Der Kläger hat daraufhin mitgeteilt, es gehe ihm um Feststellung, dass zum Zeitpunkt der Begutachtung durch den Beklagten eine unbefristete Arbeitsunfähigkeit vorgelegen habe. Hierzu seien Sachbearbeiterinnen des Jobcenters zu hören. Er hat sich auf ein Gutachten von Herrn A nach Aktenlage berufen, wonach unbefristete Arbeitsunfähigkeit bestehe.

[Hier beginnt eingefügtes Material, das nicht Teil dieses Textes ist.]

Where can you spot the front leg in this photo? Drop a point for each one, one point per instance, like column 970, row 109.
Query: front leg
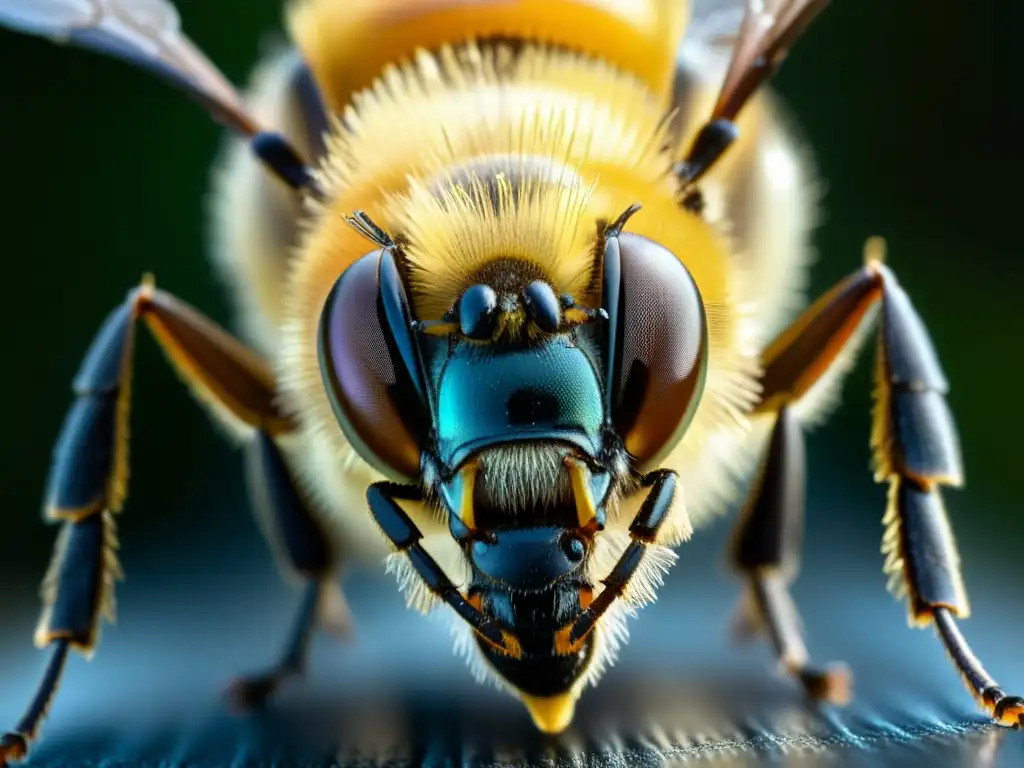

Es könne keinem Zweifel unterliegen, dass es sich bei den Feststellungen des Beklagten um einen Verwaltungsakt handele, denn das Gutachten sei für ein von ihm geführtes Rentenverfahren bindend.

Das Sozialgericht hat dargelegt, die sozialmedizinische Stellungnahme des Beklagten habe sich durch die nachfolgende Feststellung unbefristeter Arbeitsunfähigkeit im Rechtssinne "erledigt". Der Kläger möge konkret darlegen, warum er gleichwohl eine Feststellung beantrage.

Das Jobcenter E, zu diesem Zeitpunkt vom Sozialgericht als Beklagter geführt, hat die Rechtsauffassung vertreten, eine Zuständigkeit des Sozialgerichts sei nicht erkennbar. Vielmehr habe der Kläger im Erörterungstermin vom 25.08.2020 ausgeführt, er wolle gegen den Beklagten vorgehen.

Das Sozialgericht hat den Kläger sodann darauf hingewiesen, dass die Klage nach derzeitiger Prüfung der Sach- und Rechtslage unzulässig sein dürfte, denn für eine reine Feststellungsklage sei das erforderliche Fortsetzungsfeststellungsinteresse nicht ersichtlich. Das Gericht erwarte nunmehr eine konkrete Beschreibung des Fortsetzungsfeststellungsinteresses oder aber eine Klagerücknahme. Ansonsten werde das Verfahren an das zuständige Zivilgericht verwiesen. Zugleich hat das Sozialgericht eine Änderung des Rubrums verfügt und den jetzigen Beklagten anstelle des Jobcenters E als Beklagten auf...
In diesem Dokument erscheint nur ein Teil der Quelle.